53:31 Sir, reason tells you that you must have leaders.
53:39 You’ve had leaders: from Hitler, Mussolini, Churchill and the Popes, you know, all the way down and all the way forward—they haven’t led you anywhere, they have led you to more misery, wars, destruction, corruption.
54:22 Questioner: (inaudible) KRISHNAMURT

I: The question is, One realizes the absurdity of condemning but one keeps on condemning not only the outward things but inwardly.
54:55 And condemnation doesn’t lead anywhere, it doesn’t clarify.
55:05 How to get out of this vicious circle? Right, sir? Questioner: Yes. KRISHNAMURT

I: When we say, “I see that I mustn’t condemn,” what do we mean by that word ‘seeing’?
55:34 How do you see that you mustn’t condemn? Please follow this a little slowly. I’ll go into it. What do we mean by seeing? What do we mean by saying, “ I understand that I mustn’t condemn”? I’m looking, examining that word ‘seeing’. Now, what do we mean by that? How do we see a thing? Do we see a thing, the fact, through words?

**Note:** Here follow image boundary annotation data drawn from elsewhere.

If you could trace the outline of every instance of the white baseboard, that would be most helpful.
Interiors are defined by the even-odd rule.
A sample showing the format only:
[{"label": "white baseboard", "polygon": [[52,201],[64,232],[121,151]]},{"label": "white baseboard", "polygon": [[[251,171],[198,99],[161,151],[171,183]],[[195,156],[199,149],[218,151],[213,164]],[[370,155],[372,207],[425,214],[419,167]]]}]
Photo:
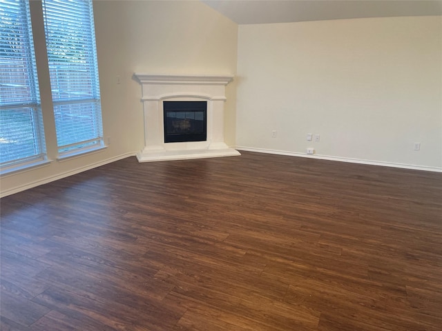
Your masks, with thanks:
[{"label": "white baseboard", "polygon": [[105,164],[110,163],[112,162],[115,162],[118,160],[121,160],[122,159],[126,159],[129,157],[134,157],[136,153],[126,153],[122,155],[119,155],[117,157],[111,157],[110,159],[107,159],[106,160],[100,161],[99,162],[96,162],[95,163],[88,164],[84,167],[77,168],[76,169],[73,169],[70,171],[64,172],[62,174],[59,174],[55,176],[50,176],[48,177],[39,179],[38,181],[32,181],[31,183],[28,183],[26,185],[23,185],[21,186],[17,186],[10,190],[7,190],[5,191],[0,192],[0,198],[3,197],[6,197],[8,195],[11,195],[15,193],[18,193],[19,192],[24,191],[25,190],[28,190],[29,188],[35,188],[37,186],[39,186],[40,185],[47,184],[48,183],[50,183],[51,181],[55,181],[58,179],[61,179],[63,178],[68,177],[69,176],[72,176],[73,174],[79,174],[80,172],[83,172],[84,171],[89,170],[90,169],[93,169],[94,168],[100,167],[102,166],[104,166]]},{"label": "white baseboard", "polygon": [[349,159],[339,157],[329,157],[327,155],[313,154],[308,155],[303,153],[295,152],[287,152],[284,150],[267,150],[265,148],[253,148],[249,147],[236,146],[236,150],[248,152],[256,152],[258,153],[276,154],[278,155],[287,155],[290,157],[300,157],[309,159],[318,159],[321,160],[338,161],[340,162],[349,162],[352,163],[367,164],[370,166],[381,166],[384,167],[400,168],[402,169],[412,169],[414,170],[432,171],[435,172],[442,172],[441,168],[427,167],[424,166],[415,166],[412,164],[394,163],[392,162],[383,162],[377,161],[364,160],[361,159]]}]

56:18 Please go with me a little bit. When I say, “I see condemnation is absurd,” do I see, understand, that condemnation is absurd because of the word that I mustn’t condemn?

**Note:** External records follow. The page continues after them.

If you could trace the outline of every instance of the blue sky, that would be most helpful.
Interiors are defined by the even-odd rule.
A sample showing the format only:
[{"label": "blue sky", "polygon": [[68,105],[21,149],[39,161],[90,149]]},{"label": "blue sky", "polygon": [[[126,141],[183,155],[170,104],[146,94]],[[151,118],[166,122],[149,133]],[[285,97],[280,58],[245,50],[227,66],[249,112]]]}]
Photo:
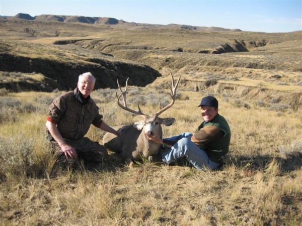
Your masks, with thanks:
[{"label": "blue sky", "polygon": [[127,22],[289,32],[302,30],[302,0],[0,0],[0,15],[19,13],[111,17]]}]

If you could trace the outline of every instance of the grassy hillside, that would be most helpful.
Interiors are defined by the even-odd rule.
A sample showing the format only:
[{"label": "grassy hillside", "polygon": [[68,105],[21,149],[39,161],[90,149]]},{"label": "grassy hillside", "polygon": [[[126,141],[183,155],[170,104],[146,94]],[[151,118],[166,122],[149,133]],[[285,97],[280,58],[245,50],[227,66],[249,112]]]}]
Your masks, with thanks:
[{"label": "grassy hillside", "polygon": [[[0,20],[0,68],[10,68],[0,70],[0,225],[300,225],[301,32],[147,25]],[[84,69],[104,84],[107,75],[122,84],[133,76],[129,106],[146,113],[169,101],[169,72],[181,75],[162,116],[176,120],[164,137],[194,132],[197,105],[215,95],[232,133],[225,165],[201,172],[144,159],[130,169],[110,153],[98,165],[56,167],[45,139],[48,108]],[[140,120],[118,106],[115,89],[98,85],[92,96],[108,124]],[[39,86],[48,89],[31,89]],[[104,135],[92,127],[87,136],[102,144]]]}]

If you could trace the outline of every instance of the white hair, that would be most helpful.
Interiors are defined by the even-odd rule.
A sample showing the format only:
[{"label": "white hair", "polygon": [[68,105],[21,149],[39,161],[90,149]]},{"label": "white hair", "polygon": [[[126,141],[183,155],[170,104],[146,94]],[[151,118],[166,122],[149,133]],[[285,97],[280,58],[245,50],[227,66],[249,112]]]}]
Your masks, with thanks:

56:40 You understand? The phrase I mustn’t condemn—I see that, but I don’t see the fact, the true fact that condemnation doesn’t lead anywhere.
56:53 I don’t know if I’m making myself clear. Isn’t it? You know, the word is not the thing, right?
57:05 The door is not the word: that is so, isn’t it?
57:12 The word door is not the door; the word is not the thing.
57:20 Now, if we confuse the thing with the word, then we don’t see it.
57:28 But if the word is not the thing, then we look at the thing and not get confused with the word.
57:47 If I see the whole implication of Catholicism, Hinduism, Communism, see the thing, not the word, then I’ve understood it.
57:58 I’ve finished with it. But if I cling to the word and not see the thing, then the word is an impediment to seeing.
58:11 Right? So, to see, the mind must be free of the word but see the fact.
58:24 Right? See the fact that condemnation of any kind inwardly prevents the mind seeing the fact.
58:41 If I condemn ambition, I don’t see the whole anatomy, the structure, of ambition.
58:51 But if I want to, if the mind wants to, understand ambition, there must be the cessation of condemnation, which is not acceptance of ambition.
59:03 I want . . . There is the perception, the seeing of the fact, and therefore no resistance against the fact, no denying of the fact, but seeing the fact.
59:26 Then the seeing the fact has its own action. The mind hasn’t to do anything about the fact. If I see the fact of the whole structure of ambition, the fact itself reveals to the mind the absurdity, the callousness, the brutality, the infinite destructive, brutal existence of ambition, and it drops away—I don’t have to do a thing about it.
1:00:07 If I see that authority of any kind inwardly, the full significance of it, study it, watch it, go into it, never denying, never accepting, then it drops away.
1:00:31 Have I made myself clear? All right, sir. It’s twelve o’clock and I’m afraid we’ll have to stop, and I hope some of us will be able to meet here next year.
1:01:04 In the meantime a pleasant journey.